Why You Need an Oscilloscope
A multimeter tells you a voltage exists. An oscilloscope shows you what that voltage is doing over time. For anyone working with electronics, audio circuits, microcontrollers, motors, or RF signals, an oscilloscope is indispensable. Without one, you are flying blind. With one, every circuit becomes transparent.
The key question in 2026 is not whether to get an oscilloscope — it is which one to get. The choice comes down to four parameters: bandwidth, sample rate, number of channels, and whether you need integrated logic analysis capability.
Understanding Bandwidth
Bandwidth is the most critical spec on an oscilloscope. It defines the highest frequency the instrument can accurately display. A practical rule: you need at least five times the bandwidth of the signal you are measuring for accurate capture. For a 10 MHz square wave, you need a 50 MHz oscilloscope. For audio work (20 Hz–20 kHz), even a 5 MHz instrument is more than sufficient.

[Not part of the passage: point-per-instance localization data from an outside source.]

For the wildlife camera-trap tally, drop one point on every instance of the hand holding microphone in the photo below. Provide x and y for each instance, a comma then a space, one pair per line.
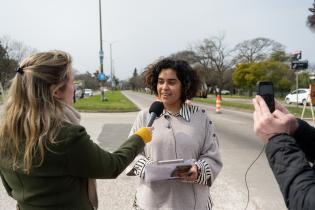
155, 111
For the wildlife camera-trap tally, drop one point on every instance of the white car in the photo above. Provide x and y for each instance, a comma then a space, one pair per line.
225, 92
88, 92
301, 96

For typical electronics work — Arduino projects, motor controllers, audio amplifiers, switching power supplies — a 20–50 MHz oscilloscope is sufficient. For RF work, signal generators, and high-speed digital circuits, 100 MHz or more is necessary.
Sample Rate
Sample rate (in samples per second, Sa/s) determines how finely the instrument digitises a signal in time. The Nyquist theorem requires at least twice the bandwidth in sample rate to avoid aliasing. In practice, you want 5–10× oversampling for accurate edge capture. A 100 MHz oscilloscope should have at least 1 GSa/s — anything less produces aliasing artefacts on fast transitions.
Entry Level: The Mini Desktop Oscilloscope
The Mini Desktop Oscilloscope is a dual-channel instrument with 5 MHz bandwidth, USB-C power, and a compact footprint ideal for students and beginners. It handles audio circuits, sensor outputs, low-frequency control signals, and basic waveform verification with ease.

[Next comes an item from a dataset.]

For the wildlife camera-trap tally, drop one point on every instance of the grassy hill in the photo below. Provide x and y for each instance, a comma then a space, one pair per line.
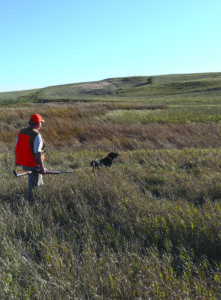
188, 88
146, 228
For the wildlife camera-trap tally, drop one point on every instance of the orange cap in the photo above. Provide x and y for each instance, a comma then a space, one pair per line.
36, 118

At this price point it is an excellent first oscilloscope. You learn the controls — triggering, timebase, vertical scaling, cursor measurements — without committing to a full bench instrument. The practical limitation is 5 MHz bandwidth: you cannot see the harmonic content of square waves above roughly 1 MHz. But for introductory electronics and learning oscilloscope operation, it is perfectly capable.
Professional Level: 100 MHz Oscilloscope with Logic Analyzer
The 100 MHz Digital Oscilloscope is a serious bench instrument. With 1 GSa/s sample rate, 12-bit vertical resolution, a 7-inch touchscreen, and an integrated 16-channel logic analyser, it handles everything from switching power supply ripple measurement to SPI/I2C/UART protocol decoding on microcontroller buses.

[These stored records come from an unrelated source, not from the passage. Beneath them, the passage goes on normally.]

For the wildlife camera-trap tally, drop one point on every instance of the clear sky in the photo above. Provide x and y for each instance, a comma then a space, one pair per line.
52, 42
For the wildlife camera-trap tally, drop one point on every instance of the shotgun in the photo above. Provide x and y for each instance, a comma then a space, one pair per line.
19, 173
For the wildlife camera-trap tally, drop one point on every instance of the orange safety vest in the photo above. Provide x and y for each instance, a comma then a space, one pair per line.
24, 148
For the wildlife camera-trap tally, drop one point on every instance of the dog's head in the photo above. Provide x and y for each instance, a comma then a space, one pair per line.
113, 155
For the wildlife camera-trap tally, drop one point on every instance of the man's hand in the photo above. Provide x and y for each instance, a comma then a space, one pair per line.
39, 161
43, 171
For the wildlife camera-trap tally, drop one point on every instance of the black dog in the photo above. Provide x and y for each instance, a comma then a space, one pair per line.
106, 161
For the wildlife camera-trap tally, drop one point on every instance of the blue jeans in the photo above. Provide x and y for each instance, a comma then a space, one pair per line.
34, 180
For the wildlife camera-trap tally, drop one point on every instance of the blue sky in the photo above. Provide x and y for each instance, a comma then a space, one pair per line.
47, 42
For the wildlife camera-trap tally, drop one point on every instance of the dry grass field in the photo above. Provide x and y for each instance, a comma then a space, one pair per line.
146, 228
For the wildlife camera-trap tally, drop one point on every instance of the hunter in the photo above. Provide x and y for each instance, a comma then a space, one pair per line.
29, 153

The integrated logic analyser is the standout feature for embedded systems work. Instead of separate instruments, you can simultaneously capture an analogue waveform and decode digital communication protocols on 16 channels. This is the standard workflow for professional firmware debugging. At 100 MHz bandwidth it accurately resolves signals up to 20 MHz — sufficient for Raspberry Pi GPIO, Arduino PWM, motor drivers, and audio DSP.
Pairing with a Signal Generator
An oscilloscope without a signal source is like a multimeter without anything to measure. The Dual-Channel Signal Generator produces sine, square, triangle, sawtooth, and pulse waveforms from 1 Hz to 5 MHz with AM/FM modulation and frequency sweep. Together with an oscilloscope, it lets you characterise filter responses, measure amplifier gain and phase, test ADC linearity, and verify circuit timing.
For RF Work: The NanoVNA
If your interest extends into radio frequency — antenna characterisation, impedance matching, or filter design — the NanoVNA-H4 covers 50 kHz to 1.5 GHz and measures S-parameters, SWR, impedance, and cable length on a handheld 4-inch touchscreen. It complements an oscilloscope for a complete RF characterisation toolkit.
Making the Decision
The mini oscilloscope is the right choice if you are just starting out, working with audio or low-frequency signals, or need something portable. The 100 MHz bench unit is the right choice if you work with switching regulators, servo drives, digital buses, or any signal above 1 MHz. Buy the one that matches your current work — you can always upgrade once you outgrow it.